Parmi les victimes figurent un un bébé et un gendarme intervenu sur place. Il y a aussi trois blessés graves, tous victimes d'un homme, ivre, qui a tiré au fusil sur une famille pour des raisons inconnues.

L'auteur présumé de la tuerie qui a fait quatre morts et trois blessés mardi à Roye (Somme) "avait 2,28 g d'alcool dans le sang" , a déclaré mercredi le procureur de la République d'Amiens. Le procureur Bernard Farret a d'autre part évalué le nombre de coups de feu tirés par le septuagénaire à "environ 36", lors d'un court point de presse.

Le carnage dans un camp de gens du voyage a été accompli au fusil de chasse, par un homme de 73 ans, vivant avec la communauté. Ivre selon les premières constatations, mais dont on ignore toujours les motivations. Les premières victimes sont trois membres d'une même familles : la mère âgée de 19 ans, le beau-père et un bébé de neuf mois. Grièvement blessé, l'enfant de trois ans est sorti du bloc opératoire et est maintenant hors de danger.

La tante ne comprends pas ce qui a pu se passer dans la tête du forcéné

Autre victime : un gendarme de 44 ans intervenu très rapidement sur les lieux a été tué par le forcené. Un autre gendarme est blessé. Le forcené lui même a été blesse

Des renforts de forces de l'ordre ont été déployés à Roye ainsi qu'aux alentours du CHU d'Amiens en raison des tensions dans le camp où s'est produit le drame.
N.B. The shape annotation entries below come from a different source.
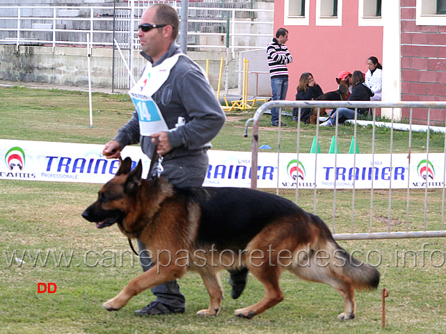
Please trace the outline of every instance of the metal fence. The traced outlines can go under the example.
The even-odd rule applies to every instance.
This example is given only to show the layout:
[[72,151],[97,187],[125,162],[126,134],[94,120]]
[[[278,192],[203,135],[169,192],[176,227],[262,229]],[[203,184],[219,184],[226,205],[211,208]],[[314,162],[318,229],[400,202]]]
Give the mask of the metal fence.
[[[130,1],[127,6],[0,6],[0,43],[19,45],[113,47],[112,90],[132,88],[142,72],[138,25],[144,10],[176,1]],[[236,51],[264,47],[273,35],[273,10],[250,1],[196,1],[189,6],[187,48]],[[191,6],[193,5],[193,6]],[[181,15],[180,15],[181,19]],[[181,31],[180,33],[181,34]],[[180,36],[179,36],[180,38]],[[130,70],[129,72],[128,69]]]
[[[276,177],[277,186],[276,193],[279,194],[281,186],[289,189],[285,191],[296,192],[296,202],[299,204],[303,200],[308,200],[312,192],[313,212],[315,214],[321,214],[326,216],[331,215],[333,218],[332,232],[337,239],[398,239],[398,238],[413,238],[413,237],[446,237],[445,230],[445,177],[446,177],[446,124],[445,127],[433,127],[430,124],[430,119],[433,113],[439,113],[442,109],[446,109],[446,102],[329,102],[329,101],[271,101],[263,104],[256,111],[254,117],[246,121],[245,128],[245,136],[248,136],[248,128],[249,125],[253,123],[252,134],[252,159],[251,159],[251,187],[257,187],[257,180],[261,180],[261,176],[257,172],[262,170],[262,166],[259,164],[259,142],[261,140],[261,132],[260,132],[260,122],[261,116],[271,107],[280,107],[280,112],[279,123],[282,120],[282,110],[284,108],[298,108],[298,117],[301,108],[314,108],[319,113],[323,109],[348,107],[355,108],[369,108],[371,116],[369,120],[355,120],[349,121],[353,124],[353,138],[358,138],[357,134],[359,125],[368,126],[369,128],[369,138],[366,141],[371,143],[367,154],[357,152],[354,148],[355,143],[352,139],[353,152],[349,154],[340,154],[336,150],[337,141],[346,132],[346,128],[336,126],[330,128],[331,134],[334,134],[332,145],[335,144],[335,150],[333,154],[321,154],[318,150],[312,150],[313,153],[307,153],[301,148],[301,142],[303,136],[314,136],[314,143],[319,145],[320,127],[318,125],[301,127],[301,123],[298,121],[296,123],[296,132],[292,131],[293,135],[289,135],[287,139],[284,135],[289,133],[289,129],[284,131],[281,127],[278,127],[278,146],[277,146],[277,166],[274,177]],[[409,110],[409,118],[407,120],[408,124],[402,125],[394,120],[389,122],[378,122],[377,110],[385,110],[390,111],[391,120],[394,120],[394,116],[398,109],[407,109]],[[427,125],[420,127],[413,125],[412,122],[413,109],[415,108],[425,109],[427,115]],[[356,113],[357,114],[357,113]],[[319,116],[319,115],[318,115]],[[318,125],[319,124],[318,117]],[[324,120],[321,118],[321,120]],[[446,122],[446,120],[445,120]],[[349,126],[349,125],[347,125]],[[388,127],[385,133],[383,134],[381,127]],[[420,128],[421,127],[421,128]],[[404,129],[407,138],[407,150],[401,152],[401,148],[398,151],[395,150],[393,146],[394,136],[400,135],[401,132],[397,129]],[[422,136],[422,145],[414,148],[413,138],[416,131],[422,131],[422,134],[416,134],[418,137]],[[350,129],[351,130],[351,129]],[[327,130],[324,130],[327,131]],[[361,129],[362,131],[362,129]],[[326,132],[325,132],[326,133]],[[363,132],[362,132],[363,133]],[[380,143],[388,143],[385,148],[377,146],[378,133],[379,133]],[[292,136],[296,135],[296,137]],[[383,138],[383,136],[385,137]],[[291,137],[290,137],[291,136]],[[291,138],[291,139],[290,139]],[[293,139],[294,138],[295,139]],[[433,144],[433,138],[435,138],[435,144]],[[383,141],[384,139],[384,141]],[[405,137],[406,139],[406,137]],[[285,145],[284,141],[292,141],[296,140],[296,150],[292,153],[294,168],[290,169],[289,163],[289,159],[285,158],[286,154],[280,152],[280,148]],[[355,141],[357,145],[358,141]],[[364,143],[364,141],[363,141]],[[290,152],[288,150],[288,152]],[[262,154],[262,153],[260,153]],[[272,153],[271,153],[272,154]],[[430,162],[433,157],[436,157],[436,166],[432,166]],[[415,157],[419,160],[415,161]],[[271,161],[271,158],[269,158]],[[285,160],[285,161],[282,161]],[[378,185],[379,168],[375,168],[377,162],[383,160],[386,161],[387,166],[381,168],[383,175],[389,176],[385,185]],[[306,171],[302,167],[302,173],[306,173],[305,181],[301,182],[299,180],[298,174],[301,168],[300,161],[307,161]],[[308,161],[310,162],[308,163]],[[347,161],[350,162],[346,162]],[[420,161],[420,162],[418,162]],[[413,167],[415,162],[415,167]],[[274,162],[276,164],[276,162]],[[344,168],[346,164],[350,164],[349,168]],[[371,165],[371,167],[362,167],[364,164]],[[325,164],[325,166],[324,166]],[[288,169],[286,168],[287,166]],[[401,167],[401,166],[403,167]],[[283,167],[282,167],[283,166]],[[280,173],[292,173],[294,170],[295,174],[292,176],[295,182],[288,184],[287,182],[280,183]],[[340,171],[338,171],[340,170]],[[333,171],[328,174],[328,171]],[[350,174],[349,174],[349,171]],[[314,173],[314,175],[313,175]],[[379,172],[381,173],[381,172]],[[319,173],[319,175],[318,175]],[[399,173],[404,175],[406,182],[401,186],[397,185],[396,176]],[[308,176],[308,174],[311,176]],[[290,175],[287,175],[289,177]],[[347,186],[340,186],[342,184],[340,182],[342,177],[347,177],[351,182]],[[303,177],[301,177],[303,179]],[[360,187],[360,181],[366,179],[368,182],[367,186]],[[310,180],[309,180],[310,179]],[[368,180],[367,180],[368,179]],[[344,179],[345,180],[345,178]],[[416,182],[414,182],[413,180]],[[374,180],[375,184],[374,184]],[[330,181],[325,182],[325,181]],[[393,183],[392,183],[393,182]],[[344,182],[347,183],[347,182]],[[324,185],[325,184],[325,185]],[[329,184],[327,186],[327,184]],[[416,188],[416,189],[414,189]],[[341,189],[341,188],[344,188]],[[367,188],[367,189],[366,189]],[[402,189],[401,189],[402,188]],[[347,190],[344,190],[347,189]],[[369,190],[368,190],[369,189]],[[367,195],[369,193],[369,195]],[[342,200],[337,200],[341,195]],[[358,196],[361,198],[361,207],[358,207]],[[321,197],[322,199],[321,199]],[[327,200],[328,198],[330,200]],[[328,206],[330,205],[333,198],[333,210],[331,214],[327,212]],[[347,202],[351,204],[346,204]],[[385,203],[387,202],[387,203]],[[349,220],[349,209],[351,209],[350,216],[351,223],[346,223]],[[325,210],[325,211],[324,211]],[[360,219],[358,219],[358,215]],[[368,219],[366,218],[369,216]],[[357,223],[361,221],[362,225]],[[405,222],[404,222],[405,220]],[[365,223],[368,221],[368,223]],[[379,223],[377,223],[379,221]],[[395,221],[399,222],[398,226]],[[377,225],[378,224],[378,225]]]
[[[0,6],[0,42],[112,46],[113,31],[129,34],[127,47],[139,49],[137,27],[152,3],[166,3],[180,12],[176,1],[129,1],[128,6]],[[191,3],[193,4],[193,3]],[[223,3],[223,5],[222,5]],[[235,5],[239,4],[237,6]],[[188,45],[191,49],[249,49],[266,45],[273,35],[273,10],[255,9],[250,2],[196,2],[189,6]],[[213,6],[214,5],[214,6]],[[127,13],[129,12],[129,13]],[[181,32],[180,32],[181,33]]]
Un groupe de gens du voyage a affronté les forces de sécurité, des gens du voyage s'en sont pris à des journaliste radio et télé.

Le reportage sur place de Mathilde Dehimi

Le ministre de l'Intérieur s'est rendu dans la soirée à l'hôpital où il a rencontré les blessés et les familles des victimes de la fusillade dans un camp de gens du voyage. Bernard Cazeneuve s'est ensuite incliné devant la dépouille du gendarme.

Invité ce mercredi matin de France Inter, le ministre de l'Intérieur a expliqué avoir "vu hier soir une famille entière décimée, brisée, un jeune père qui avait perdu à la fois son père, sa compagne, son bébé, beaucoup d'émotion, de tension aussi, de colère". Quant aux raisons de ce drame, pour Bernard Cazeneuve :

Il semble que ce soit la violence ordinaire, inacceptable, abjecte, qui se soit emparée de cette aire des gens du voyage après que l'un des résidents s'était alcoolisé. Maintenant l'enquête précisera les conditions dans lesquelles tout cela s'est produit.